India Post provides reliable investment, returns via various post office schemes. One can select the plan that best fits his/ her investment objectives. Here are 5 post office schemes that offer tax benefits as per 80C of the Income Tax Act
National Savings Certificates (NSC)
National Savings Certificate (NSC) is a fixed-income investment scheme. Backed by the Government of India, the scheme has a maturity period of 5 years. One can invest as small as Rs 100 as an initial investment with no upper limit.
NSC investments can be provided as collateral to banks as well as other government organisations if he/she wants to secure any loan.
This deposit does qualify for deduction under section 80C of the Income Tax Act 1961.

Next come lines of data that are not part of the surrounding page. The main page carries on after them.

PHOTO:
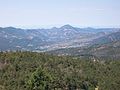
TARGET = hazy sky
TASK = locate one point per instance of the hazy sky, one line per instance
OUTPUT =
(48, 13)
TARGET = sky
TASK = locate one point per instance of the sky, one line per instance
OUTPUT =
(49, 13)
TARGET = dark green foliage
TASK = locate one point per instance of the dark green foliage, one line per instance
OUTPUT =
(39, 71)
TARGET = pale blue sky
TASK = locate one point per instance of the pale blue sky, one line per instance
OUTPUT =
(48, 13)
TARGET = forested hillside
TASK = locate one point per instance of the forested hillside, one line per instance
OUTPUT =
(39, 71)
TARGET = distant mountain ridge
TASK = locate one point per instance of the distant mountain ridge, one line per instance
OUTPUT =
(39, 40)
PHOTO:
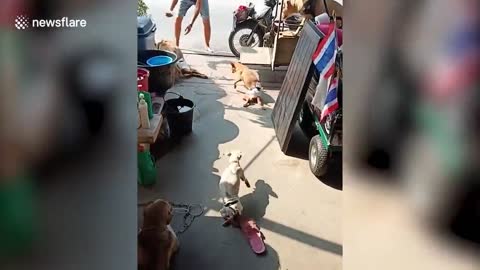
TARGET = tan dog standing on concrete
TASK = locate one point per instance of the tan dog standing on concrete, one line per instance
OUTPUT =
(251, 81)
(157, 241)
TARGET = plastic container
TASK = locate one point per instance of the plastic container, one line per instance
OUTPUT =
(142, 79)
(147, 173)
(161, 78)
(145, 33)
(179, 112)
(148, 99)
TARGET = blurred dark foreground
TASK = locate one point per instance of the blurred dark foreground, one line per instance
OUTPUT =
(67, 137)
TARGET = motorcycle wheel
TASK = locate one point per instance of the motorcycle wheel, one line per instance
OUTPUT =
(239, 38)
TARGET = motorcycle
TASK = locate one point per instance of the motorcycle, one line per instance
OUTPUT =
(251, 24)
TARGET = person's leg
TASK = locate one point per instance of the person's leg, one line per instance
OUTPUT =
(178, 29)
(182, 11)
(207, 30)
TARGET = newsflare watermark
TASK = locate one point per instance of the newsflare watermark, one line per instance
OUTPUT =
(22, 22)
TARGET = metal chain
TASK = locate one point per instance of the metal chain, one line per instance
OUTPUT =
(189, 215)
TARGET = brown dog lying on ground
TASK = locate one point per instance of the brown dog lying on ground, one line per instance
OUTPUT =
(157, 241)
(183, 69)
(251, 81)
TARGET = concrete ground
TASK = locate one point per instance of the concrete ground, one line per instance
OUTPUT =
(300, 216)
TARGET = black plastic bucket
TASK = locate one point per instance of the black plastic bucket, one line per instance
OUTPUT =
(180, 122)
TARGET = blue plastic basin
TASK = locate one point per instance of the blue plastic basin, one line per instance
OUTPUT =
(158, 61)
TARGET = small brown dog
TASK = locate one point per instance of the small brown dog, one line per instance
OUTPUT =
(157, 241)
(251, 81)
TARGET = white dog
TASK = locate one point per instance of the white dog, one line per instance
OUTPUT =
(230, 185)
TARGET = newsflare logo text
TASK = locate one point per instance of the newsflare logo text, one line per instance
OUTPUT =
(22, 22)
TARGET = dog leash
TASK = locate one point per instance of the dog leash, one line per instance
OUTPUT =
(190, 212)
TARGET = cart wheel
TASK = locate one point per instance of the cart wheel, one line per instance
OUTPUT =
(317, 156)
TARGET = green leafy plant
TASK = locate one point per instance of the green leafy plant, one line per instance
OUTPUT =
(141, 8)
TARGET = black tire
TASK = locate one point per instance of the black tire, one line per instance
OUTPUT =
(251, 26)
(318, 157)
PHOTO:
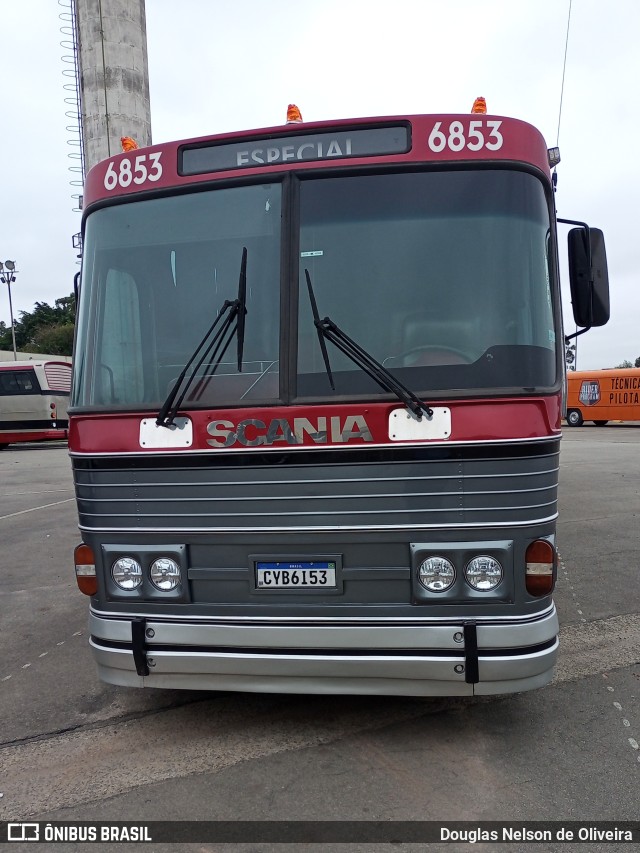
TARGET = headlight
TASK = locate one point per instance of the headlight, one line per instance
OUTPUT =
(127, 573)
(436, 574)
(483, 573)
(165, 574)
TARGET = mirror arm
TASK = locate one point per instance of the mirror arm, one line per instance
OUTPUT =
(568, 338)
(587, 236)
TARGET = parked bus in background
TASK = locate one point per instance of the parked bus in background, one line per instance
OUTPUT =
(603, 395)
(317, 404)
(34, 397)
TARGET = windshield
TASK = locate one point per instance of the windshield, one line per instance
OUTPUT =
(442, 277)
(155, 276)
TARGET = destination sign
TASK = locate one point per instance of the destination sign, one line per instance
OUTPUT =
(298, 148)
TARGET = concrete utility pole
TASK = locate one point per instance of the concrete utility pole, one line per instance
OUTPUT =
(114, 76)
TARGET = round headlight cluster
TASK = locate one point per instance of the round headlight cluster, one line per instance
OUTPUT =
(127, 573)
(437, 574)
(164, 573)
(483, 573)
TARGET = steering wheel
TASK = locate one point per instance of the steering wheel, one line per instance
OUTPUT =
(434, 354)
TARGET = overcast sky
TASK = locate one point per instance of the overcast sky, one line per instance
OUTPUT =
(218, 65)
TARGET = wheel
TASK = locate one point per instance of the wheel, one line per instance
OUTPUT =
(430, 354)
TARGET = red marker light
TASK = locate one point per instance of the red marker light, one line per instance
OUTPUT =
(294, 116)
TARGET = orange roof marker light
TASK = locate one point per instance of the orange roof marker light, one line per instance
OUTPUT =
(128, 144)
(294, 116)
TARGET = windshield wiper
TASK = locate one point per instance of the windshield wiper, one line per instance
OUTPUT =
(212, 346)
(330, 331)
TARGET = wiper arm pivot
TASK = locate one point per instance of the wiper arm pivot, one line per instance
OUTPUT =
(330, 331)
(212, 346)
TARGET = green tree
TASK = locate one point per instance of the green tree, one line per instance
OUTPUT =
(46, 329)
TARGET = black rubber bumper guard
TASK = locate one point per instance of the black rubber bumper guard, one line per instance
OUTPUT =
(138, 629)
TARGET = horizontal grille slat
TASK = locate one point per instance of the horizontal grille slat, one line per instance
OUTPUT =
(515, 489)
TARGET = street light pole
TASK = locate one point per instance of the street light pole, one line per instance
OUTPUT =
(7, 275)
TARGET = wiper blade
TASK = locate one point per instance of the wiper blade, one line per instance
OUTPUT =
(328, 330)
(241, 306)
(212, 346)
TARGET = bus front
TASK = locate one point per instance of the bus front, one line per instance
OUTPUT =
(316, 410)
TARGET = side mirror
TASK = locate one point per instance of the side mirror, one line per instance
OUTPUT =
(588, 277)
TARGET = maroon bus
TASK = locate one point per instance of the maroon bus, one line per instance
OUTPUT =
(316, 409)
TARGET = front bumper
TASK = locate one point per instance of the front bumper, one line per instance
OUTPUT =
(411, 657)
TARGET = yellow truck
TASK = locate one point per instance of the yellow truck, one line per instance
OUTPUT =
(603, 395)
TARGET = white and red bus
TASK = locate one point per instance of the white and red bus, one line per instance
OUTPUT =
(316, 412)
(34, 396)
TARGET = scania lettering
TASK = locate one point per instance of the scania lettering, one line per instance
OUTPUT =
(252, 432)
(316, 408)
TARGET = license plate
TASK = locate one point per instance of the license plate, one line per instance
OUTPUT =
(319, 574)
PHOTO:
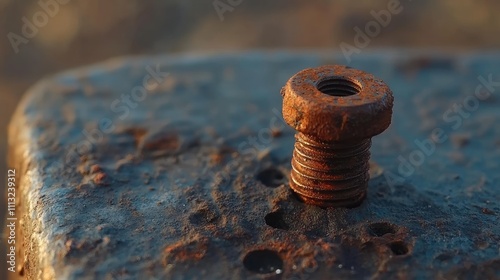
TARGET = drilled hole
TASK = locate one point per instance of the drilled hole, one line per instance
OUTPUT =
(263, 262)
(271, 177)
(338, 86)
(381, 229)
(398, 248)
(276, 220)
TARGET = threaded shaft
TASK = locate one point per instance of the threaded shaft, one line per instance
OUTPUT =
(333, 174)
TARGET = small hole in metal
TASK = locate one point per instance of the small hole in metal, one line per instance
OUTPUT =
(339, 86)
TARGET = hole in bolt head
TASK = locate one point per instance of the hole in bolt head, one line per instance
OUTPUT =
(271, 177)
(263, 262)
(339, 86)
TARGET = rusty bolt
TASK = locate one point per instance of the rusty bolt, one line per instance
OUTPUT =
(335, 111)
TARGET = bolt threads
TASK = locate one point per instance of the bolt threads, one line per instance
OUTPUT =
(330, 174)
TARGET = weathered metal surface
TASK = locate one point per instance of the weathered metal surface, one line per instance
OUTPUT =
(190, 182)
(336, 111)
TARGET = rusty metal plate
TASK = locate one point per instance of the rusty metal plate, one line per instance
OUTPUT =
(126, 171)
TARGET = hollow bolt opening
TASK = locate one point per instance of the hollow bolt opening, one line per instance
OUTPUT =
(339, 86)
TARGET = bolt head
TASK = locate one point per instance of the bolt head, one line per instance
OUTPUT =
(311, 104)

Public Provident Fund (PPF)
Public Provident Fund (PPF) is very popular among salaried and non-salaried class. The interest rate on PPF is compounded annually. The risk is very minimal or nil as it is backed by the
Government of India. PPF offers guaranteed risk-free returns. Also, it falls under EEE status which means that the amount invested, interest earned and maturity amount received are all tax-free.
One can contribute a minimum investment of Rs 500 and a maximum investment of Rs 1.50 lakh. The investment qualifies for deduction under 80C.
Post Office Time Deposit Account (TD)
Post Office Time Deposit has various tenures. Every three months, the interest rates for small savings plans, such as Post Office time deposits are reviewed. The minimum investment is Rs 1000 and there is no upper limit.
The account holder's savings account is credited with the yearly interest.
Section 80C of the Income Tax Act of 1961 applies to the investment made under the 5-year TD. The interest rate for a 5 years term deposit as per current rates this quarter is 7 per cent.
Sukanya Samriddhi Yojana (SSY)
A Sukanya Samriddhi Yojana (SSY) account may be opened in the name of a girl child (younger than 10 years old). The girl takes ownership of the account once she becomes 18 years old.
A minimum deposit of Rs 250 and a maximum of Rs 1,50,000 each fiscal year is allowed in the scheme.
In addition to financial savings, this plan offers tax exemption under Section 80C.
Senior Citizen Savings Scheme (SCSS)
Any individual who has attained the age of 60 years or above on the date of opening of an account or any individual who has attained the age of 55 years or more but less than 60 years and has retired can open an account.
The minimum and maximum investment limits are Rs 1,000 and Rs 15 lakh, respectively, as per the scheme. The scheme has a five-year term which is renewable once it reaches maturity for an additional three years.
Premature closure of the account is permissible subject to certain conditions.
SCSS investments qualify for deduction under Section 80C.